Putting aside the irony of Trump’s lawyers expressing concern about demeaning the office of the presidency, it’s likely that Mueller would find this posture unsatisfactory. If so, the special counsel could subpoena the president, but again, the memo also suggests that as far as Trump’s defense team is concerned, it’s within his authority to simply ignore the subpoena.

Writing in the Washington Post, Ruth Marcus counsels getting on with it, saying Mueller has waited long enough. It’s subpoena time.

So as push comes pretty close to shove, Mueller faces a choice. He could decide that a subpoena, and the ensuing litigation with Trump, wouldn’t be worth the cost in disruption and delay. Team Trump’s bravado notwithstanding, Mueller would be likely to win any constitutional showdown over his authority to enforce a subpoena of the president.

“It’s pretty clear that a president can’t be subpoenaed to a criminal proceeding about him,” Giuliani told Sean Hannity last month. Really? Ask Richard Nixon, and the justices who ruled unanimously that he had to turn over the tapes. Ask Clinton, and the justices who ruled unanimously that he had to testify in Paula Jones’s civil lawsuit. The law is not absolutely clear, but it is overwhelmingly on Mueller’s side, if he chooses to press a subpoena.

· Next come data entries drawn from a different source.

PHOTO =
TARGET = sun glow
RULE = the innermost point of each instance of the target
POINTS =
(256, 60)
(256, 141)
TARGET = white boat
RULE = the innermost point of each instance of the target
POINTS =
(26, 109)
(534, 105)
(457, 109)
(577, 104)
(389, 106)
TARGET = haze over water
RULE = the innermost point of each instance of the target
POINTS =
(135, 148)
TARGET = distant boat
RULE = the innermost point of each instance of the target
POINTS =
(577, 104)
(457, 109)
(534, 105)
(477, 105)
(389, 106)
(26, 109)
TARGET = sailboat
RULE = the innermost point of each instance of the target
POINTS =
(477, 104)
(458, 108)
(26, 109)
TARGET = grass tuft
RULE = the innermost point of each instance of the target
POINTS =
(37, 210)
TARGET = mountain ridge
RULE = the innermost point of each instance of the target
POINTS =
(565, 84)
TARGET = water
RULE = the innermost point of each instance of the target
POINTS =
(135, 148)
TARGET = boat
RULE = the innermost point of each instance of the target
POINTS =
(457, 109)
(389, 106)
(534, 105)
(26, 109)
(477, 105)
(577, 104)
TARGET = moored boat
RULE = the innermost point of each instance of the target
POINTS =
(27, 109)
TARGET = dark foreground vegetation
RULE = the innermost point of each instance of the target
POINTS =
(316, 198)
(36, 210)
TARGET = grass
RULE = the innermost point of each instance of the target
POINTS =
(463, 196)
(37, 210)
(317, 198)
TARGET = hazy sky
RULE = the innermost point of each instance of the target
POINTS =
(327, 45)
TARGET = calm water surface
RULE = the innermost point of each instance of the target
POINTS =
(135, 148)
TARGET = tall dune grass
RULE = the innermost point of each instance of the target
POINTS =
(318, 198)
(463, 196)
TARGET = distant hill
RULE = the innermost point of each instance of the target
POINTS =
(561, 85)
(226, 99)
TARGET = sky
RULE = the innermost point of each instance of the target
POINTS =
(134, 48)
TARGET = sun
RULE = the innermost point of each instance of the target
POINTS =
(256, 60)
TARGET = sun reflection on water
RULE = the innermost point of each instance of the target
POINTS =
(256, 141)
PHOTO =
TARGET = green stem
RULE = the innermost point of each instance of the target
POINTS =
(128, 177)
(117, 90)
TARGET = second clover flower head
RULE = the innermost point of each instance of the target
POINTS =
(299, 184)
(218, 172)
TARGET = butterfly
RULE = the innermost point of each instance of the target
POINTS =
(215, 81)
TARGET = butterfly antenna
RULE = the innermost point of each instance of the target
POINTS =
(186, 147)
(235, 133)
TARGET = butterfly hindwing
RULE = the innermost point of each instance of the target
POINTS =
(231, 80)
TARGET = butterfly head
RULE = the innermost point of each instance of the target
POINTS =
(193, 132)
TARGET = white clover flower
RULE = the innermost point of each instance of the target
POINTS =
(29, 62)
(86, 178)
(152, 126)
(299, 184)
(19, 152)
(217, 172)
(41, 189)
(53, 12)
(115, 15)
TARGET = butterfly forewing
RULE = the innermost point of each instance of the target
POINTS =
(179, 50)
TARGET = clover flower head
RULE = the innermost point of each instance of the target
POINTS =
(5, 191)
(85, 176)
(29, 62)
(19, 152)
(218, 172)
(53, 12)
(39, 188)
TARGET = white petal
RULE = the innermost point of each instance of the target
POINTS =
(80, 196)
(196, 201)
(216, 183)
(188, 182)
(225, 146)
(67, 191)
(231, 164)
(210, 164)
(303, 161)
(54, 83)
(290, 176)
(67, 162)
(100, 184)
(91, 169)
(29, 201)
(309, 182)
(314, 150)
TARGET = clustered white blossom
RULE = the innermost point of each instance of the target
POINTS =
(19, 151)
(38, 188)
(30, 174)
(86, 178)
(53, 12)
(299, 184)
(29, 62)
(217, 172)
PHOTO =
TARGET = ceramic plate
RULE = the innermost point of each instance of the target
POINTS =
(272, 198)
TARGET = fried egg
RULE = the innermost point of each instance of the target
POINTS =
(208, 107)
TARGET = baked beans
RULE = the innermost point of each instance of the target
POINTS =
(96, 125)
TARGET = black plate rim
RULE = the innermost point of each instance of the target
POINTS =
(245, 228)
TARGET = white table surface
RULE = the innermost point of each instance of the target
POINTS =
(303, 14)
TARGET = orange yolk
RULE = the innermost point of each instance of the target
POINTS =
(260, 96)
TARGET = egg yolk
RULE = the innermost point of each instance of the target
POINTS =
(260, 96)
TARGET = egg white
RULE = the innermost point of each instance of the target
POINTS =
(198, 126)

But sorting that out could take months, if not longer, and a special counsel faces time pressures different from those confronted by an ordinary prosecutor. And to what end? If the subpoena is eventually upheld, Trump could assert his right against self-incrimination to avoid testifying, especially as to the matters of most intense interest to Mueller. Department practice is not to subpoena targets of an investigation, but Mueller has reportedly told Trump he is not a target. And even if Trump were to testify, how much valuable information could prosecutors really extract from him?

On the other side of the ledger, tough prosecutors don’t make it a habit to back down in the face of recalcitrant witnesses; Mueller is nothing if not a tough prosecutor, unlikely to simply say “never mind” after months of seeking Trump’s testimony. And as much as Mueller has an interest in both pursuing and concluding the Russia probe, he also has an obligation to history and to be mindful of the precedents that are being set.

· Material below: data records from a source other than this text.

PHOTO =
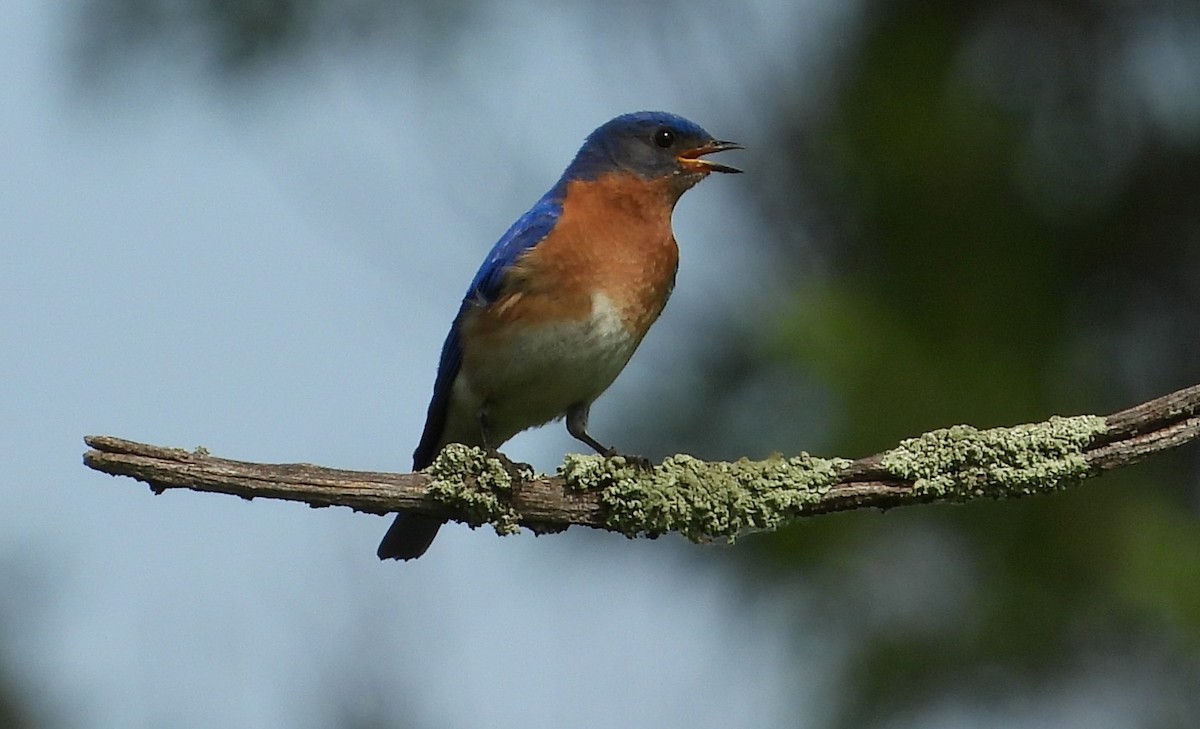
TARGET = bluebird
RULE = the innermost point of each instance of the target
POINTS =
(564, 297)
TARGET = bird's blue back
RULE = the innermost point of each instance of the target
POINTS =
(526, 233)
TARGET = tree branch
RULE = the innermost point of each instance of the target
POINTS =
(699, 499)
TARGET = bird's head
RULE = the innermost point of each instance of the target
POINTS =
(652, 145)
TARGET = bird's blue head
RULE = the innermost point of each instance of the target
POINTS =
(652, 145)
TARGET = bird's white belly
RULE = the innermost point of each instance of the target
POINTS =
(535, 373)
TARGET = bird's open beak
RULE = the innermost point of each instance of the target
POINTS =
(694, 160)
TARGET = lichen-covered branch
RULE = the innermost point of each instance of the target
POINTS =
(702, 500)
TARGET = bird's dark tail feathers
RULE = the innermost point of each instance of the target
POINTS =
(408, 536)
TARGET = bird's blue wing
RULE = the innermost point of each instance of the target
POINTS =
(485, 288)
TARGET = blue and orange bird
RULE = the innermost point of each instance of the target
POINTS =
(564, 297)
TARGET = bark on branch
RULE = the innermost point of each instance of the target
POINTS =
(699, 499)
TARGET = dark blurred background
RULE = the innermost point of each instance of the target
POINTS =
(982, 212)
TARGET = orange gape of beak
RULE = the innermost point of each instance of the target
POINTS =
(694, 158)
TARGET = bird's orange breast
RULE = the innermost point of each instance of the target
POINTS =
(613, 239)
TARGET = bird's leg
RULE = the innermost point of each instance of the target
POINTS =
(517, 470)
(577, 426)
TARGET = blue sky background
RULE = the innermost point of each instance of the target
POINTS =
(267, 270)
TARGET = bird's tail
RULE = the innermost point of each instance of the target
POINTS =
(408, 536)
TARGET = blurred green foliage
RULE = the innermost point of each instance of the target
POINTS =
(971, 289)
(1007, 193)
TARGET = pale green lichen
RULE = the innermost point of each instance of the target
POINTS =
(702, 500)
(475, 483)
(963, 462)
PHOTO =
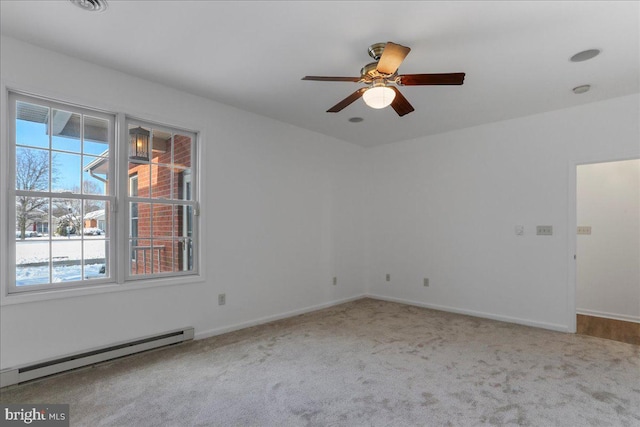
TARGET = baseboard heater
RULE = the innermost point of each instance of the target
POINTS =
(45, 368)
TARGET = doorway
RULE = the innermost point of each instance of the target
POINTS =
(608, 250)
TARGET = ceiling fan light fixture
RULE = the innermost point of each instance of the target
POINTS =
(379, 96)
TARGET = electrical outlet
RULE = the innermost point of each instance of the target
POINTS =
(544, 230)
(584, 229)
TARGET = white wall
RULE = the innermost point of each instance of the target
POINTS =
(445, 207)
(608, 266)
(281, 209)
(287, 209)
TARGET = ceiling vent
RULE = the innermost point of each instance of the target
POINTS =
(91, 5)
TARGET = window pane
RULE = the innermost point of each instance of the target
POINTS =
(95, 257)
(32, 217)
(161, 146)
(32, 262)
(95, 218)
(32, 169)
(143, 219)
(95, 177)
(161, 181)
(65, 131)
(140, 256)
(163, 221)
(163, 260)
(68, 174)
(182, 184)
(66, 215)
(184, 255)
(31, 125)
(183, 215)
(96, 136)
(138, 180)
(182, 151)
(66, 260)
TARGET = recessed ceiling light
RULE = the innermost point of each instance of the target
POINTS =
(91, 5)
(581, 89)
(585, 55)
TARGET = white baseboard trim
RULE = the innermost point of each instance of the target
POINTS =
(219, 331)
(613, 316)
(519, 321)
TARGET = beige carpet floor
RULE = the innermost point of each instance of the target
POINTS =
(364, 363)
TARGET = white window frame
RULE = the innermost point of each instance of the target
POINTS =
(12, 193)
(126, 259)
(119, 255)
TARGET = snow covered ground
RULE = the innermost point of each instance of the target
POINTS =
(32, 259)
(36, 249)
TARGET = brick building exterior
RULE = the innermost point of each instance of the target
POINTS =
(161, 230)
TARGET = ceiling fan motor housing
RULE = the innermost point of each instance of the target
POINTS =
(376, 49)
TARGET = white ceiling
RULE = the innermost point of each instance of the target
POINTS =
(252, 55)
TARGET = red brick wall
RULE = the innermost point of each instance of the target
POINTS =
(167, 219)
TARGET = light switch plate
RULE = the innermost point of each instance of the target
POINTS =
(544, 230)
(584, 229)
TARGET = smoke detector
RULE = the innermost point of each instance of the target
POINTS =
(581, 89)
(91, 5)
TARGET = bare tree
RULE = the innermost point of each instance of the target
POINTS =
(32, 174)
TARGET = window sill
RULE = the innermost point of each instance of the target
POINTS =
(53, 294)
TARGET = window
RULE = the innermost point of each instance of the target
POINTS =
(62, 194)
(69, 199)
(160, 200)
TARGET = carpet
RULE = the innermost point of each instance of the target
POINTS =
(363, 363)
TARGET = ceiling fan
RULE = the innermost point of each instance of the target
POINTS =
(381, 76)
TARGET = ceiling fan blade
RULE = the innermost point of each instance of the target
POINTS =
(347, 101)
(431, 79)
(400, 103)
(392, 56)
(332, 79)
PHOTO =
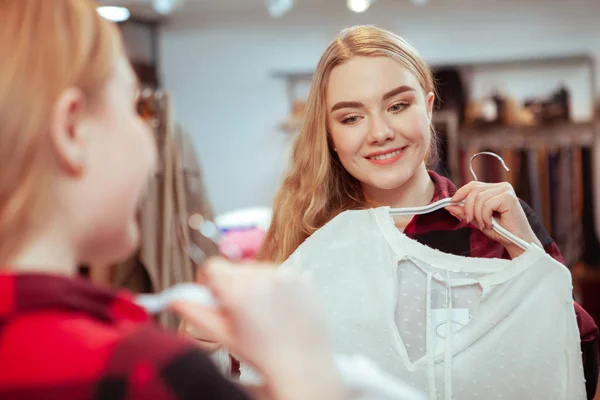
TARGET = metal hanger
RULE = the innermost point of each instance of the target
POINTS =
(448, 202)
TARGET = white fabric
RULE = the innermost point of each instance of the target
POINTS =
(514, 333)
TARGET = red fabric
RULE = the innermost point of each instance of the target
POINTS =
(63, 338)
(445, 232)
(242, 245)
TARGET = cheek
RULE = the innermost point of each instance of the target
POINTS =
(347, 141)
(414, 126)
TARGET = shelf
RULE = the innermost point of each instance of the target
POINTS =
(549, 136)
(291, 127)
(304, 75)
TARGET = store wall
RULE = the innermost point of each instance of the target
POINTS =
(218, 68)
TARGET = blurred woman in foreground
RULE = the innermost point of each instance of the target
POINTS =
(74, 161)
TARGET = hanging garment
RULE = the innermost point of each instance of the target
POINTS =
(567, 228)
(176, 192)
(533, 177)
(456, 327)
(591, 251)
(543, 167)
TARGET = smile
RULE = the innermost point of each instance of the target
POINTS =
(386, 158)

Backing down in the face of presidential recalcitrance would not only reward Trump but also tell future presidents that they can evade the ordinary demands of the law as long as they have the stomach to bully and delay. Mueller shouldn’t let that happen. He has waited long enough.

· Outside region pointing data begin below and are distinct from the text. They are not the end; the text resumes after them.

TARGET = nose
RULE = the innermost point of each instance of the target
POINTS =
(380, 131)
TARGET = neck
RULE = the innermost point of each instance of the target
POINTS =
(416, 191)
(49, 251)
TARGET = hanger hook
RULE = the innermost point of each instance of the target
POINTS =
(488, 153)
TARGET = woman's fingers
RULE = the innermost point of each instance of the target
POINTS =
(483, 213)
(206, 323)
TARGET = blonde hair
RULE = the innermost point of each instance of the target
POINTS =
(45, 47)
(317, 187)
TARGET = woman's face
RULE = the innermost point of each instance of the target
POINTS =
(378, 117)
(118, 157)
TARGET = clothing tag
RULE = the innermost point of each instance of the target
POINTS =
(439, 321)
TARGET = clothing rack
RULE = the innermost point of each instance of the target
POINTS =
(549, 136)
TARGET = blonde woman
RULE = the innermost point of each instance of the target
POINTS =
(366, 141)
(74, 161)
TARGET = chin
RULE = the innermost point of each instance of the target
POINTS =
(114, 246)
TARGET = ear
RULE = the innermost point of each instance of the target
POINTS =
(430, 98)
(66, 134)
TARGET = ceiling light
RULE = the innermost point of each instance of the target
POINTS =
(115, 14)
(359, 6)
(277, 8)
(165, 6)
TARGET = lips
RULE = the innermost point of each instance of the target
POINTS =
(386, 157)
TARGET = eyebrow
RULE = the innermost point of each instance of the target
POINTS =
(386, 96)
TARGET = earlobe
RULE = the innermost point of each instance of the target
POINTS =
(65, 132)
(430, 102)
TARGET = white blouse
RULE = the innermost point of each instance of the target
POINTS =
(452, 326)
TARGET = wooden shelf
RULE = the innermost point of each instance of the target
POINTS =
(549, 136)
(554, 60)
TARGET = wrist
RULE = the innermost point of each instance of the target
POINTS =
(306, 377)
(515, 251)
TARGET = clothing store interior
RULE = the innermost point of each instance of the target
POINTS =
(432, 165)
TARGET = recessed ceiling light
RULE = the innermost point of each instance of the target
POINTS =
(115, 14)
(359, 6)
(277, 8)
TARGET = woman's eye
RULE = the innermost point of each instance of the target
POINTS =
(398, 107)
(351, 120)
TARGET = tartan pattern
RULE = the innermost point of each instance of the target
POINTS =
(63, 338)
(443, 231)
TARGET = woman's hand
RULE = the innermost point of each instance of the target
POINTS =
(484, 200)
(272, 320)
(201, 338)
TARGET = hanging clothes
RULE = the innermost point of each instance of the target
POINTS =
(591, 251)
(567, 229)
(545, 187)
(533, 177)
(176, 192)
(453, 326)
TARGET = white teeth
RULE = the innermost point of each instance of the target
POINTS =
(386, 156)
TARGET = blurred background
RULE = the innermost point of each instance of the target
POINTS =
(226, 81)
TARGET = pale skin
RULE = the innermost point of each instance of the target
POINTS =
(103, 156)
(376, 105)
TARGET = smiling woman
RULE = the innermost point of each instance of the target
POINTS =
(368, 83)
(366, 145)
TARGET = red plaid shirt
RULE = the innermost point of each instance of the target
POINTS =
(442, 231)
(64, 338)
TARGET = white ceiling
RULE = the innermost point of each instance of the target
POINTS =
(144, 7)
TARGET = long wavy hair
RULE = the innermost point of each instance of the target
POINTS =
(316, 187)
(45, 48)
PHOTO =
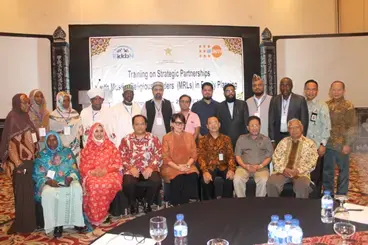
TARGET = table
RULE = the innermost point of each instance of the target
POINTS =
(240, 221)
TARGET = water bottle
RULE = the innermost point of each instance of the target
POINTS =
(326, 208)
(288, 218)
(272, 226)
(295, 234)
(281, 234)
(180, 231)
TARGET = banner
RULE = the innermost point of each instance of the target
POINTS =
(181, 63)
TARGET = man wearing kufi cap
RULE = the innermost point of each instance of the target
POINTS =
(123, 113)
(158, 112)
(96, 113)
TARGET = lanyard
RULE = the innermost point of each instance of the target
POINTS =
(66, 119)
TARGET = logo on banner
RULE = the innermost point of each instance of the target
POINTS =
(208, 51)
(123, 52)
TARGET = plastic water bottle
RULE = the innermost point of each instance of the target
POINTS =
(288, 218)
(295, 234)
(281, 235)
(180, 231)
(272, 226)
(326, 208)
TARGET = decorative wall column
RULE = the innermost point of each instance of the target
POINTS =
(268, 62)
(60, 63)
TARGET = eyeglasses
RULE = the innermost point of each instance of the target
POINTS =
(130, 237)
(179, 123)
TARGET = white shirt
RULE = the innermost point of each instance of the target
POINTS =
(284, 112)
(122, 120)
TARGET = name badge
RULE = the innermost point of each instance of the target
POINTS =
(34, 137)
(221, 157)
(42, 132)
(159, 121)
(67, 130)
(50, 174)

One thing Mueller did is really pretty cagey. He issued 13 indictments of Russians. Rachel Maddow reported that the Trump pardon strategy would have to include Russians to end probe.

Rachel Maddow explains why if Donald Trump wanted to pardon his way out of the Mueller investigation by pardoning all of his family, friends, and colleagues, the Russian indictments would still keep everyone on the hook, so Trump would have to pardon the Russians too. Jun.04.2018

Certainly that would have to wake the Republicans in Congress, ya think?